Pourra-t-on continuer de financer massivement la production d’énergies fossiles, la déforestation, la pollution des sols et la destruction des écosystèmes ? Pourra-t-on poursuivre les investissements dans des entreprises sans se soucier du respect des droits humains et du travail ? Ou encore vendre des services et produits incompatibles avec l’urgence climatique ?
Alors que l’Union européenne (UE) planche sur ces questions depuis deux ans, la France fait actuellement pression pour amoindrir la directive sur le devoir de vigilance.
En février 2022, la Commission européenne a présenté sa proposition de directive sur le devoir de vigilance des entreprises en matière de durabilité (« Corporate Sustainability Due Diligence Directive », CSDDD). Cette proposition, inspirée de la loi française relative au devoir de vigilance, vise en effet à rendre les acteurs économiques et financiers responsables de leurs activités sur l’ensemble de leur chaîne de valeur dans le monde.
La directive doit ainsi permettre d’éviter de nouveaux drames comme celui du Rana Plaza en 2013, où l’effondrement de l’usine bangladaise avait causé la mort de plus d’un millier de personnes travaillant pour l’industrie du textile.
Prétendue méconnaissance
Conscient des enjeux, le Parlement européen a voté, en juin 2023, une version du texte plus ambitieuse que celle qui avait été initialement présentée par la Commission.
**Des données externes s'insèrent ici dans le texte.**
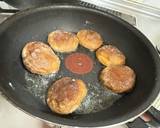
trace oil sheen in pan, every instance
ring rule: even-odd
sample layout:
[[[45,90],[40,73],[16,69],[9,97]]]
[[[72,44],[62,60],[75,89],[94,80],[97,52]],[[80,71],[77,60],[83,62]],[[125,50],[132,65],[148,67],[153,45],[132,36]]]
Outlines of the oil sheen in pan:
[[[25,72],[26,88],[28,91],[35,96],[37,99],[41,100],[44,104],[46,93],[48,87],[53,81],[64,77],[70,76],[72,78],[82,79],[88,88],[88,93],[86,98],[83,100],[80,107],[75,111],[77,114],[87,114],[97,111],[101,111],[110,107],[116,100],[118,100],[122,95],[111,92],[110,90],[104,89],[98,80],[98,74],[103,66],[96,60],[95,53],[86,50],[83,47],[79,47],[76,52],[84,53],[88,55],[94,62],[93,70],[84,75],[77,75],[71,73],[65,68],[64,59],[68,54],[57,53],[61,59],[60,71],[57,74],[51,74],[48,76],[41,76]]]

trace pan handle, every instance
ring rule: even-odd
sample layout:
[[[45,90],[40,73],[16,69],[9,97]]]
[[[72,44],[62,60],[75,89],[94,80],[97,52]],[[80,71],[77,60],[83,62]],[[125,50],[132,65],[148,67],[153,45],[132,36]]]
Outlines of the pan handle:
[[[160,112],[154,107],[151,107],[147,112],[142,114],[133,122],[126,124],[129,128],[160,128]]]

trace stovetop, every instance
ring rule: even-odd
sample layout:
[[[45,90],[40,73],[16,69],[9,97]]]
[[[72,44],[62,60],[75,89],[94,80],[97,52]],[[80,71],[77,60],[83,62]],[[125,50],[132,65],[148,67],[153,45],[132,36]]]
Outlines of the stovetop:
[[[90,7],[101,9],[103,11],[112,13],[113,15],[116,15],[126,20],[127,22],[129,22],[130,24],[138,28],[140,31],[142,31],[149,38],[149,40],[153,43],[155,47],[160,48],[160,33],[159,33],[160,19],[153,18],[151,16],[147,16],[144,14],[140,14],[131,10],[126,11],[120,7],[108,6],[108,3],[105,3],[105,0],[99,0],[99,3],[97,0],[83,0],[83,1],[90,2],[91,4],[94,3],[94,5],[88,4],[88,6]],[[83,5],[84,3],[82,2],[81,4]],[[5,2],[0,2],[0,23],[6,20],[11,15],[13,15],[16,11],[17,11],[16,8],[9,6]],[[160,96],[157,98],[157,100],[153,104],[153,106],[156,107],[158,110],[160,110],[159,101],[160,101]],[[133,124],[133,127],[134,125],[135,124]],[[48,126],[48,124],[46,125],[42,121],[36,118],[30,117],[27,114],[24,114],[23,112],[21,112],[20,110],[12,106],[10,103],[8,103],[8,101],[6,101],[1,95],[0,95],[0,126],[3,128],[10,128],[10,127],[12,128],[22,128],[22,127],[23,128],[25,127],[26,128],[28,127],[56,128],[56,127],[59,127],[55,125]],[[137,124],[135,127],[137,127]],[[127,128],[127,126],[121,125],[114,128]]]

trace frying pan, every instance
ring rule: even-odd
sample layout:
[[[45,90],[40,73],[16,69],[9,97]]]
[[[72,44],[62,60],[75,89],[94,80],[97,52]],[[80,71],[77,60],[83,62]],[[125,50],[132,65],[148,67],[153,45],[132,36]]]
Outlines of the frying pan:
[[[99,32],[104,44],[113,44],[124,52],[127,65],[136,72],[136,86],[132,92],[122,95],[110,107],[101,111],[60,116],[52,113],[47,105],[26,87],[27,71],[22,64],[21,49],[28,41],[46,42],[47,34],[53,30],[77,32],[82,28]],[[126,123],[146,111],[160,90],[160,60],[150,41],[125,21],[99,10],[67,4],[24,10],[1,24],[0,40],[1,91],[18,108],[45,121],[80,127]],[[79,52],[83,51],[88,53],[85,50]],[[90,54],[89,52],[88,55]],[[66,73],[66,70],[63,71]],[[31,76],[34,77],[41,79],[41,76]],[[92,75],[91,78],[85,78],[86,81],[87,78],[88,81],[94,80]]]
[[[1,0],[18,9],[27,9],[30,7],[38,7],[55,3],[78,3],[79,0]]]

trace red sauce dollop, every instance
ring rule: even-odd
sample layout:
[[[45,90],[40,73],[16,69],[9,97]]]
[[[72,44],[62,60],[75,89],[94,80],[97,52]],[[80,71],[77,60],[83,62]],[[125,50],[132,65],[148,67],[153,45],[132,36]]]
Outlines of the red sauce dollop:
[[[92,59],[83,53],[72,53],[65,58],[66,68],[76,74],[89,73],[93,68]]]

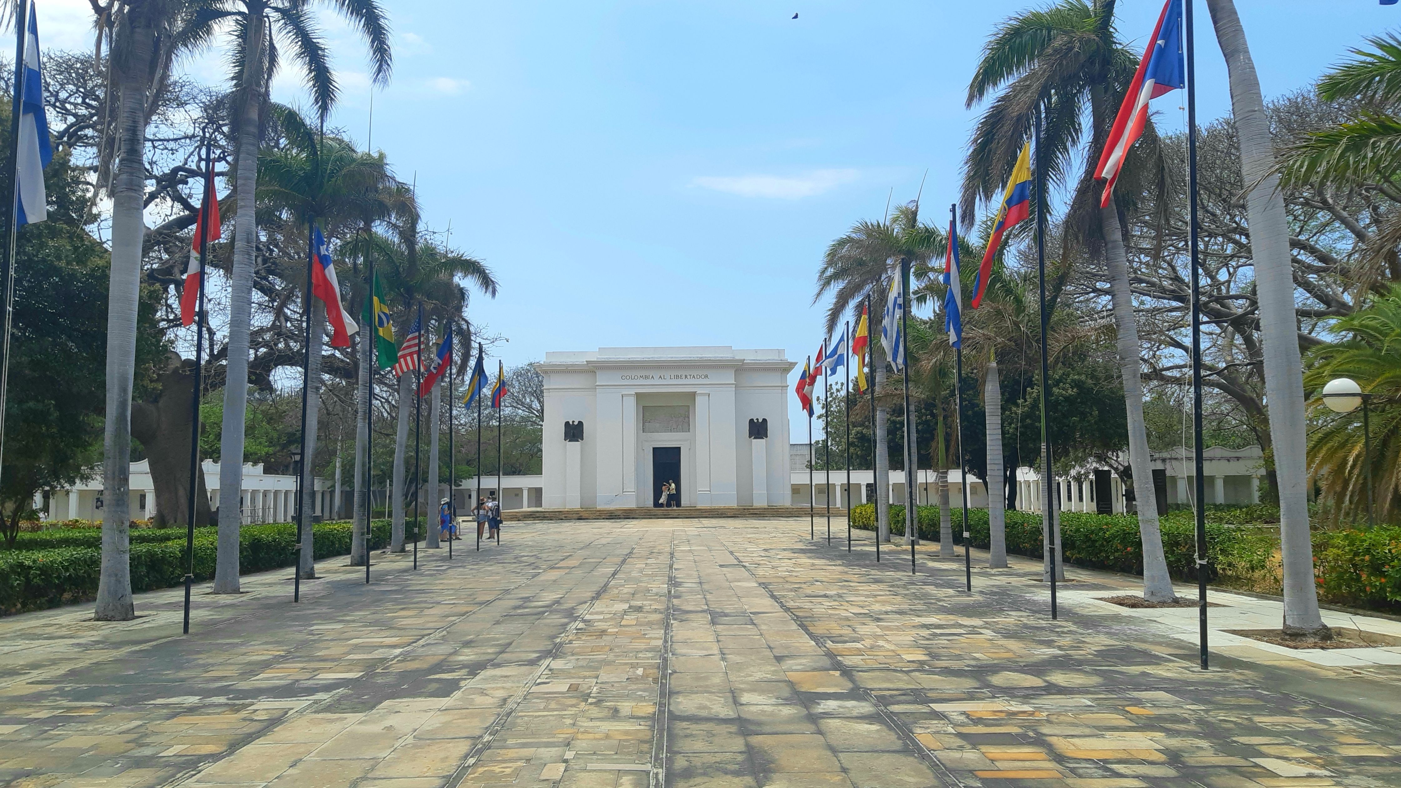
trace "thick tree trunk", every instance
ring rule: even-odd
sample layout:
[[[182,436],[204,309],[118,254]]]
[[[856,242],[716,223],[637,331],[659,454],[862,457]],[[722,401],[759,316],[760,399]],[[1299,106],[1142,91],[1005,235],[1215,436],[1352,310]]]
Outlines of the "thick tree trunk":
[[[326,305],[319,298],[311,301],[311,347],[307,365],[311,386],[307,392],[307,434],[301,442],[301,511],[305,512],[301,525],[301,565],[298,571],[303,579],[317,577],[317,553],[312,543],[311,516],[317,511],[317,428],[321,414],[321,342],[326,330]]]
[[[366,516],[374,508],[370,497],[370,486],[366,479],[370,449],[370,389],[371,370],[374,370],[374,329],[363,326],[356,333],[357,350],[360,351],[360,375],[356,381],[356,409],[354,409],[354,494],[350,507],[350,565],[363,567],[368,561],[370,547],[366,532]]]
[[[394,490],[389,498],[394,501],[394,522],[389,535],[389,551],[402,553],[403,547],[403,484],[405,484],[405,452],[409,445],[409,411],[413,410],[413,375],[405,372],[399,377],[399,424],[394,432]]]
[[[1163,533],[1157,522],[1157,501],[1153,490],[1153,458],[1147,449],[1147,428],[1143,424],[1143,372],[1139,360],[1138,319],[1133,315],[1133,293],[1129,290],[1128,255],[1119,234],[1119,218],[1114,206],[1100,209],[1104,228],[1104,262],[1110,272],[1110,295],[1114,304],[1114,328],[1118,332],[1119,375],[1124,379],[1124,403],[1128,410],[1129,466],[1138,501],[1139,537],[1143,542],[1143,599],[1171,602],[1173,578],[1167,574],[1163,556]]]
[[[1240,168],[1245,183],[1257,183],[1245,196],[1255,290],[1265,350],[1265,399],[1269,402],[1269,435],[1275,448],[1279,483],[1279,547],[1285,574],[1285,623],[1292,634],[1327,634],[1318,613],[1314,585],[1313,543],[1309,533],[1309,500],[1304,437],[1303,363],[1299,356],[1299,319],[1295,314],[1293,266],[1289,256],[1289,218],[1274,174],[1275,154],[1269,118],[1259,92],[1255,63],[1245,31],[1231,0],[1206,0],[1216,41],[1230,74],[1231,113],[1240,140]]]
[[[238,211],[234,214],[234,265],[228,294],[228,361],[224,384],[224,421],[219,444],[219,554],[214,593],[238,593],[238,530],[242,526],[244,418],[248,411],[248,340],[252,330],[254,265],[258,253],[258,147],[262,125],[265,21],[248,22],[244,46],[245,83],[234,161]]]
[[[156,525],[179,526],[189,521],[189,444],[193,420],[189,400],[195,393],[195,363],[171,354],[154,402],[132,404],[132,437],[146,449],[156,487]],[[209,493],[205,470],[195,473],[195,525],[209,525]]]
[[[426,487],[426,490],[429,490],[429,497],[425,514],[432,512],[432,515],[426,518],[429,521],[427,542],[430,549],[440,546],[437,537],[439,532],[437,509],[440,505],[439,501],[443,500],[443,491],[439,490],[439,483],[437,483],[437,462],[439,462],[437,434],[440,423],[439,411],[443,410],[443,386],[440,384],[441,381],[439,384],[433,384],[433,393],[429,397],[430,403],[429,404],[429,484]]]
[[[112,270],[106,304],[106,425],[102,434],[102,568],[94,617],[126,621],[132,602],[132,379],[136,374],[136,311],[142,287],[146,164],[146,91],[156,32],[126,28],[129,57],[118,71],[120,150],[112,188]]]
[[[1007,568],[1007,512],[1003,508],[1005,490],[1002,469],[1002,382],[998,363],[988,361],[988,379],[982,385],[982,407],[988,430],[988,565]]]

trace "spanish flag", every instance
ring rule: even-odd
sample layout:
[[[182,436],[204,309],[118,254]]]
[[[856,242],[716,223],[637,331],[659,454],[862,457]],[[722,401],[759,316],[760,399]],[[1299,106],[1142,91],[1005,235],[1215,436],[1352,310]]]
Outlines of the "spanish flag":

Pour les députés européens, le débat est clos : les institutions financières, telles que les banques ou les sociétés d’assurances, doivent exercer un devoir de vigilance sur les services qu’elles procurent.
Désormais, les grandes entreprises ne pourront plus jouer l’innocence et se cacher derrière une prétendue méconnaissance de ce qu’il se passe sur leur chaîne de valeur. Mercredi 22 novembre, le trilogue (Commission, Parlement et Conseil européens) devrait justement décider, ou non, de l’inclusion des acteurs financiers dans cette directive.
Il faut rappeler ici l’importance de la responsabilité des acteurs financiers dans le changement climatique. Entre 2015 et 2022, les soixante plus grandes banques mondiales ont financé l’industrie fossile à hauteur de 5 500 milliards de dollars (environ 5 035 milliards d’euros), alors même que l’urgence climatique était connue de tous.
Au-delà de leurs soutiens climaticides au charbon, au pétrole et au gaz, les banques, assureurs, investisseurs et gestionnaires d’actifs restent massivement impliqués dans des activités ayant de graves répercussions sur les droits humains et l’environnement.